Compared to their petrol or diesel equivalents, electric vehicles (EVs) are a sustainable alternative. However, the mainstream adoption of EVs is still low in many Member States, hindered by the lack of infrastructure availability, solutions and user apprehension.
This is where the EU-funded INCIT-EV project comes in. “We are developing an innovative set of charging technologies increasing the synergies with the electricity grid while easing EV adoption for users and with the ultimate goal of fostering the EV market share in the EU,” outlines Miguel Zarzuela, project coordinator.
To achieve this, INCIT-EV is combining different traditional (literature review, public data analysis, surveys, participatory techniques) and more innovative techniques to produce new insights on users’ perceptions and factors of influence regarding charging options.
“One of the most relevant innovations will be the application, for the first time in the field of e-mobility, of neuroscience techniques combined with biosignals to identify users’ unconscious preferences for charging options,” explains Zarzuela.
In particular, mobile sensor equipment will be used to measure the emotions of the users engaged in different project use cases and subsequently infer their unarticulated needs.
Validating the inductive charging technology
“We have developed smart charging algorithms in place in more than 100 public locations which are now under the smart and bidirectional charging test phase, and will play a key role in the increasing intermittent renewable energy generation and congestion in grids,” confirms Zarzuela.
INCIT-EV’s charging technologies, including wireless and bidirectional charging, are designed to improve the user experience, making charging as easy as possible. “INCIT-EV has nine use cases, including three demonstrators validating the inductive charging technology,” reports Zarzuela.
One of these is a wireless charging point for taxis in Zaragoza, Spain, that allows 50 kW charging while the taxi is waiting. A second demonstrator will test the technology in Paris on an inductive loading track, for charging at traffic lights. A third will be tested at a speed circuit near Versailles, France, allowing vehicles to charge at speeds up to 90 kW while driving on an inductive lane. On top of innovation, project partners collaborated to achieve full interoperability between all wireless chargers and vehicles.

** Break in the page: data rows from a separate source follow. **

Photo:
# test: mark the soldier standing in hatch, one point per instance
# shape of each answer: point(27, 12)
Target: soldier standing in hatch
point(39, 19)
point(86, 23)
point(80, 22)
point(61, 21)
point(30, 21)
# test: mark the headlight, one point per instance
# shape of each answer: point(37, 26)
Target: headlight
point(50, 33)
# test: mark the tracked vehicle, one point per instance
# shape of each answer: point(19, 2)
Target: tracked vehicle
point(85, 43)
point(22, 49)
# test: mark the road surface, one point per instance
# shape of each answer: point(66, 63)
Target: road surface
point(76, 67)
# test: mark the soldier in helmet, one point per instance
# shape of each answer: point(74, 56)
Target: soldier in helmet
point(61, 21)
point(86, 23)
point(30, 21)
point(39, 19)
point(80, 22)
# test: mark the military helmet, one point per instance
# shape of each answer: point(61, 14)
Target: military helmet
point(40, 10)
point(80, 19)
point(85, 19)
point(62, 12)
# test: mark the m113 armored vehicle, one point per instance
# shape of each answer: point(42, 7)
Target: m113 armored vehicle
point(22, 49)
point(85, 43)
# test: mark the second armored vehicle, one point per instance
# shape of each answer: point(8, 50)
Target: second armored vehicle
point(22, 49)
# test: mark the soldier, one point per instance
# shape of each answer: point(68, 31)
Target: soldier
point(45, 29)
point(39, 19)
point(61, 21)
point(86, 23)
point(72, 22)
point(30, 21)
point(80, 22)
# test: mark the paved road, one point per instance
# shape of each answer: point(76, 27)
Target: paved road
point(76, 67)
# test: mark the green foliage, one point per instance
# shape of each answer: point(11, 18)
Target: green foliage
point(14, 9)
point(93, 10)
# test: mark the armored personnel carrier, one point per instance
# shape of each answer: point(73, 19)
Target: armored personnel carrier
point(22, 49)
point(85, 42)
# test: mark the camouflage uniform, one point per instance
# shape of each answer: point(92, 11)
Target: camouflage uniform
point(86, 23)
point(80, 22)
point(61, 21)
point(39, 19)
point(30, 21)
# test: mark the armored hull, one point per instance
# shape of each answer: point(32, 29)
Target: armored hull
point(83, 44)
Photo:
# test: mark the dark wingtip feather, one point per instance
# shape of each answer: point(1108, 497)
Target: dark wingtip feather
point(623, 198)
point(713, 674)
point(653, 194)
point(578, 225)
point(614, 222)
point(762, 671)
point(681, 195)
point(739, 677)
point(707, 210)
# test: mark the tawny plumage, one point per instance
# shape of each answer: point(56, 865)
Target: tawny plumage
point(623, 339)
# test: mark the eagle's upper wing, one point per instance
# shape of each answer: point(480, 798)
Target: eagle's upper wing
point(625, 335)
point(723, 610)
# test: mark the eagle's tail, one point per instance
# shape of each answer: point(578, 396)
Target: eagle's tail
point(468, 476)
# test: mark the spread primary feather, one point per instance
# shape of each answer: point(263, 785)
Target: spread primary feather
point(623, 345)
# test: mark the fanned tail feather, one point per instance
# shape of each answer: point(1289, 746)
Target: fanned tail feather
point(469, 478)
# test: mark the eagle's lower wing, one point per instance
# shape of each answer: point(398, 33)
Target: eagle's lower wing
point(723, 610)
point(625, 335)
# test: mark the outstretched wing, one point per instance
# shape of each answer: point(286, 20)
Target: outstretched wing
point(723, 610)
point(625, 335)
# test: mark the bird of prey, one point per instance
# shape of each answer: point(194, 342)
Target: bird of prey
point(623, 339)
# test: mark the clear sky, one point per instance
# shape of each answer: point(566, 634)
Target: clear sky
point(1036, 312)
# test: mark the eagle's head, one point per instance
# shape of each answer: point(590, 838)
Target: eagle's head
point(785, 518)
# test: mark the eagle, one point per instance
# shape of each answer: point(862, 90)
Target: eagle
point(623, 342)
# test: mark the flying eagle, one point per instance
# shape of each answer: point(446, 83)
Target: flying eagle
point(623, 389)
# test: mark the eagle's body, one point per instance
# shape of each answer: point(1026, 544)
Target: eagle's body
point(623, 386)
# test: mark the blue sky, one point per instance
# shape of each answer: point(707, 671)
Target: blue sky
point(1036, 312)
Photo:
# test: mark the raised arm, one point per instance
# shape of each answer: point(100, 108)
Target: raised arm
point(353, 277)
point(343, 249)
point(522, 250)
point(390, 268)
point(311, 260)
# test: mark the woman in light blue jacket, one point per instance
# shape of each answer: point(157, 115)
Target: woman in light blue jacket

The intelligent use of EVs will be a great ally in a scenario with high renewable energy penetration.
“The use of bidirectional charging is expected to accelerate the development of electric mobility and redefine the concept of cars,” adds Zarzuela.
During the last part of the project, three wireless inductive demonstrators will be deployed and tested in open streets with the aim of showing seamless and interoperable charging, including dynamic charging at highway speeds.
The road to transforming transportation and energy systems
“The long-term impacts of these developments are significant, as they will play a critical role in shaping the future of transportation and energy systems,” notes Zarzuela.
Expected benefits include the acceleration of EV adoption. “The development of bidirectional charging and other innovative charging technologies will help to make EVs more convenient and accessible to a broader range of consumers. This, in turn, could accelerate the adoption of EVs, leading to a reduction in greenhouse gas emissions and air pollution,” adds Zarzuela.
Bidirectional charging will also allow EVs to serve as energy storage devices, helping to smooth out the variability of renewable energy sources. “Furthermore, bidirectional charging could potentially reduce the overall cost of owning an EV by allowing owners to use their vehicles as a source of backup power for their homes or to sell excess energy back to the grid,” concludes Zarzuela.